While executives move full speed ahead with their AI adoption plans, they often ignore these bottom-up fears. This lack of engagement has put top-down messaging on a collision course with employee reality across a range of organizations, resulting in inconsistent, superficial or even outright resistance to AI use.

The five faces of AI readiness
To effectively manage this transition, leaders must recognize that employees do not respond to technological change in a binary fashion. As detailed in our recent paper, a two-phase study combining sentiment analysis of public social media spaces with in-depth interviews across multiple industries identified five distinct archetypes of AI readiness:
- AI enthusiasts: Driven by innovation, competitive advantage and efficiency, these individuals are eager to champion new tools. An organization channels this energy by appointing enthusiasts as "AI champions" or internal super-users. For instance, an enthusiastic financial analyst could pilot an advanced generative AI forecasting model, documenting its practical workflows to help demonstrate tangible value to the rest of the department.
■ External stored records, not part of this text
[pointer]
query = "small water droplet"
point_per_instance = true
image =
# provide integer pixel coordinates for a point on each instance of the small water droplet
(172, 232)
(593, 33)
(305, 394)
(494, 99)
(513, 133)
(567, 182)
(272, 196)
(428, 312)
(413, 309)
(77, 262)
- AI curious: Intrigued by the technology's potential but fundamentally pragmatic, they withhold full buy-in until their technical and operational questions are answered. To bridge this gap, a law firm can host interactive, low-stakes "sandbox" hackathons. Here, curious paralegals can experiment with AI-driven document review software without the pressure of client deadlines, allowing them to test the tool’s accuracy and boundaries first hand.
- AI cautious: Acutely aware of data security, ethical guardrails and the unintended consequences AI might have on human collaboration. A healthcare administrative team can address these concerns by introducing AI-driven scheduling while deliberately mandating a strict "human-in-the-loop" protocol. This ensures cautious medical coordinators retain final approval over all automated decisions.
- AI sceptics: Intellectual pragmatists who doubt corporate hype and demand empirical proof of utility before altering their workflows. When an engineering firm faces pushback from senior engineers regarding automated design optimization, management can dismantle this skepticism through controlled, transparent A/B testing. This allows the engineers to validate the AI’s data inputs and outputs against traditional manual formulas.
- AI opposed: Driven by deep psychological or socio-economic fears, such as immediate job displacement or corporate surveillance, these individuals represent the deepest layer of resistance. Because these individuals strongly resist or completely refuse to use AI tools, an organization must address their underlying anxieties directly. For example, in a media company seeing severe pushback from content creators fearing replacement, leadership can introduce a formal "Pro-Human AI Charter".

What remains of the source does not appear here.